Beoordeling van de korting op slachtpremie op basis van te late aanvraag door slachthuis

In deze zaak heeft het College van Beroep voor het bedrijfsleven uitspraak gedaan over de korting op de slachtpremie die aan appellante, een maatschap, was opgelegd door de Minister van Landbouw, Natuur en Voedselkwaliteit. De korting was het gevolg van een te late indiening van de aanvraag voor de slachtpremie door het slachthuis. Appellante stelde dat zij geen bezwaar had tegen de Regeling, maar tegen de sancties die voortvloeiden uit handelingen van derden, in dit geval het slachthuis. De Regeling vereist dat de aanvraag voor de slachtpremie door het slachthuis wordt ingediend, wat appellante als onredelijk beschouwde, aangezien zij geen controle had over de tijdige indiening van de slachtmelding.

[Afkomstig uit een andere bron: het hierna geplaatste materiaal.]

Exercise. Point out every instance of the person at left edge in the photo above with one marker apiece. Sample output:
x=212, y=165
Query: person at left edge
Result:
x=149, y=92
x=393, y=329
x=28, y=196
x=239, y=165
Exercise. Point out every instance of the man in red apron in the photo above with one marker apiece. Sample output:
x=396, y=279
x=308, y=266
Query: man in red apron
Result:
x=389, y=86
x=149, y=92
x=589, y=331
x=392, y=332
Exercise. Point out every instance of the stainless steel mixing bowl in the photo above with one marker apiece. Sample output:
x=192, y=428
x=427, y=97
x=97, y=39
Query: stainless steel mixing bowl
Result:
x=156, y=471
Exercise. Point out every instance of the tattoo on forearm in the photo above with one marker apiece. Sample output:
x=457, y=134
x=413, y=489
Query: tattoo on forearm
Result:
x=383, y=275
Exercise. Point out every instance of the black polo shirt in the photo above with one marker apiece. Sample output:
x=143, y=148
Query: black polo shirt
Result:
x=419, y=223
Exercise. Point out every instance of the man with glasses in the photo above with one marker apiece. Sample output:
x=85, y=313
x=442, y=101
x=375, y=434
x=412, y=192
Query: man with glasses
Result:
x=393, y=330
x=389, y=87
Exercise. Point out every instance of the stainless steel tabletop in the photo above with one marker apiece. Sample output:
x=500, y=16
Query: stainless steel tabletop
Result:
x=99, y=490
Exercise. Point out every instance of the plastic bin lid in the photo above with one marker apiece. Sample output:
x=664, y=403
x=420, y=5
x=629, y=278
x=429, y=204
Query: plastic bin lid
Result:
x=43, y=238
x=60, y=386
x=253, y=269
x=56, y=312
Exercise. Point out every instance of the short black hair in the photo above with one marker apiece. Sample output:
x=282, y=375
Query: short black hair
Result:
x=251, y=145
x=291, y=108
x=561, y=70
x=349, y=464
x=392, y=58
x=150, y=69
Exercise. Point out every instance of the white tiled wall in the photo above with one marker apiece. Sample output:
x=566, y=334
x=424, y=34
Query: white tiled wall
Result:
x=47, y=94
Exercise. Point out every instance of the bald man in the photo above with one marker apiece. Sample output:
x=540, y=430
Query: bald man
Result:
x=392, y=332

De feiten van de zaak tonen aan dat de slachtdatum van de runderen op 6 augustus 2001 was, terwijl de melding van slacht pas op 17 september 2001 was gedaan, wat resulteerde in een korting van 8% op de premie. Appellante voerde aan dat de verantwoordelijkheid voor de tijdige indiening van de aanvraag bij het slachthuis lag en dat het niet redelijk was om haar te straffen voor fouten die door derden waren gemaakt. Het College oordeelde dat de Regeling niet in strijd was met hogere regelgeving en dat de verantwoordelijkheid voor de aanvraag bij het slachthuis terecht was gelegd.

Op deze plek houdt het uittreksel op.